Add XContent chunking to SearchResponse by romseygeek · Pull Request #94736 · elastic/elasticsearch

romseygeek · 2023-03-24T14:44:12Z

This commit adds xcontent chunking to SearchResponse and MultiSearchResponse
by making SearchHits implement ChunkedToXContent.

Relates to #89838

elasticsearchmachine · 2023-03-24T14:44:38Z

Pinging @elastic/es-search (Team:Search)

romseygeek · 2023-03-24T14:45:30Z

server/src/main/java/org/elasticsearch/action/search/MultiSearchResponse.java

+        return Iterators.concat(
+            ChunkedToXContentHelper.startObject(),
+            Iterators.single((b, p) -> b.field("took", tookInMillis).startArray(Fields.RESPONSES)),
+            Iterators.flatMap(Arrays.stream(items).iterator(), item -> item.toXContentChunked(params)),


There might be a nicer way to include an array of objects which themselves implement ChunkedToXContent but I couldn't find one

This is fine IMO but there's no need for the intermediate stream:

Suggested change

Iterators.flatMap(Arrays.stream(items).iterator(), item -> item.toXContentChunked(params)),

Iterators.flatMap(Iterators.forArray(items), item -> item.toXContentChunked(params)),

romseygeek · 2023-03-24T14:46:03Z

server/src/main/java/org/elasticsearch/action/search/SearchResponse.java

+        return Iterators.concat(
+            Iterators.single((ToXContent) SearchResponse.this::headerToXContent),
+            Iterators.single(clusters),
+            Iterators.flatMap(Iterators.single(internalResponse), r -> r.toXContentChunked(params))


Similarly I feel there ought to be a nicer way of doing this but I couldn't find one...

I think you're looking for this:

Suggested change

Iterators.flatMap(Iterators.single(internalResponse), r -> r.toXContentChunked(params))

internalResponse.toXContentChunked(params)

romseygeek · 2023-03-24T16:33:52Z

This is an interesting test failure. There's a composite aggs test that checks that we get a specific exception if keys are being formatted in a lossy fashion, and this exception is thrown during xcontent parsing. But with chunking we don't seem to catch exceptions thrown by parsing code, and so we get a 'failure encoding chunk' message instead. Is this something we've already encountered elsewhere or do I need to add some extra error handling here?

romseygeek · 2023-03-24T16:50:35Z

For a standard RestToXContentListener errors are handled by the onFailure() method, but we never get there when using the chunked handler.

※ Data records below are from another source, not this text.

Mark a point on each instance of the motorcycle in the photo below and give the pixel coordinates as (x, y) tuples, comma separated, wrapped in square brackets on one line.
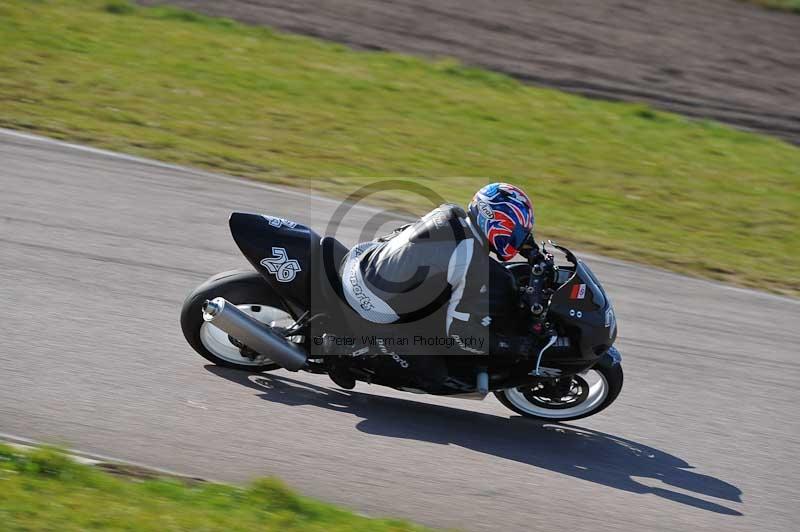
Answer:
[(289, 313)]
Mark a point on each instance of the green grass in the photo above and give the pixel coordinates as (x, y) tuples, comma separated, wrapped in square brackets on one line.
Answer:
[(620, 179), (45, 490)]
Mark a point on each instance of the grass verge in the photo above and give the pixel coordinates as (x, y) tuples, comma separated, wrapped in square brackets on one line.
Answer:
[(45, 490), (620, 179)]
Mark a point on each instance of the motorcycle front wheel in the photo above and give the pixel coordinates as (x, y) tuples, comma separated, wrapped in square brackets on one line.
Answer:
[(584, 395)]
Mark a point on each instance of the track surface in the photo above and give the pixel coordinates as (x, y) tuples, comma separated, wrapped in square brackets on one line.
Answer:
[(97, 253), (722, 59)]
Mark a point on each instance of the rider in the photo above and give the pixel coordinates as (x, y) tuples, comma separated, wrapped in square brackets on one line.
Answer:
[(434, 286)]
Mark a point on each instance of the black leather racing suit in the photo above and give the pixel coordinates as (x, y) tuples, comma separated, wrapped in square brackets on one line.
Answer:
[(434, 287)]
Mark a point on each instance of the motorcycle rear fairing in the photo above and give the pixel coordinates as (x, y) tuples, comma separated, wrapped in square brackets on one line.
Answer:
[(282, 251)]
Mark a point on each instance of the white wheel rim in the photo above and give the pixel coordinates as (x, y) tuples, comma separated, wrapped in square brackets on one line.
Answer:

DaveCTurner · 2023-03-24T17:07:20Z

This is a drawback of the chunked encoding: we have to be sure that the serialization will succeed before we start. Once we start sending chunks to the client we can't change our minds about the response code and return an error.

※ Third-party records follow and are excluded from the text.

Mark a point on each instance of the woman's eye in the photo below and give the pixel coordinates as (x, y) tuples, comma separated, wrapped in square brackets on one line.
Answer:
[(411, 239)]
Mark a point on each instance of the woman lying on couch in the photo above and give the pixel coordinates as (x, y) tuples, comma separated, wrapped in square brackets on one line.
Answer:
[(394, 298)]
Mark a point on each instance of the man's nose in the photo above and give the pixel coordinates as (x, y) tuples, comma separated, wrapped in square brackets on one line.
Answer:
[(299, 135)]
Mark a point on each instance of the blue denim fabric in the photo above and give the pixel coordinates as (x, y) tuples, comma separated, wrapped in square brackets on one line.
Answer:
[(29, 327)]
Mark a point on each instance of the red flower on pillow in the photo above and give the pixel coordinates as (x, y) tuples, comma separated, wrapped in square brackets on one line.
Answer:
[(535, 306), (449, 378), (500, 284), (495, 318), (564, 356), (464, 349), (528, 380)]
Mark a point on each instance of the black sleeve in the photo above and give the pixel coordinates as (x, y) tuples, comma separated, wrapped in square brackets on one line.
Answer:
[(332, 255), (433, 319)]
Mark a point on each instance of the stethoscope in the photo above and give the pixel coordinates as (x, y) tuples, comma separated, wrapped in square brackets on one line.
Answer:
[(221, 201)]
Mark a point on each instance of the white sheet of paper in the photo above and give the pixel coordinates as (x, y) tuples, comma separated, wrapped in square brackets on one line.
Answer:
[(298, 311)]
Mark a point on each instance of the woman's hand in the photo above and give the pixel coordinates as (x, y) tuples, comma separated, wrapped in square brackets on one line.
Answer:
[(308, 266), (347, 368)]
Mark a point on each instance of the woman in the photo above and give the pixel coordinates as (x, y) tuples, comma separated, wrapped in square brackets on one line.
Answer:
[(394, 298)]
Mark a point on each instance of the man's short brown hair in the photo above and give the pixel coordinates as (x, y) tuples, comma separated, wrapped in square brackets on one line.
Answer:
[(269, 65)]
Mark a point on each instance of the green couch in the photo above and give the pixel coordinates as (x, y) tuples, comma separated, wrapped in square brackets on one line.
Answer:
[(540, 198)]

romseygeek · 2023-03-24T17:10:32Z

It looks as though we have quite a few places (mainly in aggs) that have this late checking. I can work through the tests and try and fix them, but it blocks making any changes here for the moment, unfortunately.

romseygeek · 2023-03-27T08:31:23Z

I've opened #94760 to discuss moving key format checks earlier in the aggregation process.

...es/lang-mustache/src/main/java/org/elasticsearch/script/mustache/SearchTemplateResponse.java

server/src/main/java/org/elasticsearch/action/search/MultiSearchResponse.java

server/src/main/java/org/elasticsearch/action/search/SearchResponse.java

cbuescher · 2023-03-27T09:32:47Z

server/src/main/java/org/elasticsearch/action/search/SearchResponseSections.java

+        return Iterators.concat(
+            Iterators.flatMap(Iterators.single(hits), r -> r.toXContentChunked(params)),
+            Iterators.single((ToXContent) (b, p) -> {
+                if (aggregations != null) {


I see why moving these checks inside the Iterator helps enumerating everything in one concat call, but this way we create iterators the we already know will be a noop. Don't know if its worth pulling these out. maybe readability suffers then, leave it up to you to decide.

Yeah I went back and forth on this a bit, but I think this is the most readable way of doing it, and creating no-op iterators is pretty low cost.

cbuescher · 2023-03-27T09:43:34Z

server/src/main/java/org/elasticsearch/search/aggregations/metrics/InternalTopHits.java

    @Override
    public XContentBuilder doXContentBody(XContentBuilder builder, Params params) throws IOException {
-        searchHits.toXContent(builder, params);
+        ChunkedToXContent.wrapAsToXContent(searchHits).toXContent(builder, params);


Question out of curiosity: I thought the final goal would be to convert everything in search to a "chunked" xcontent variant. This looks a bit like for aggregations we aren't? Is this reading correct, if so is this future work or does that mean aggregations remain larger "chunks"

Yes, the plan is to do this bit-by-bit. So we start off by chunking search into search hits and aggregations, and we can then look at breaking these chunks into smaller ones in the future.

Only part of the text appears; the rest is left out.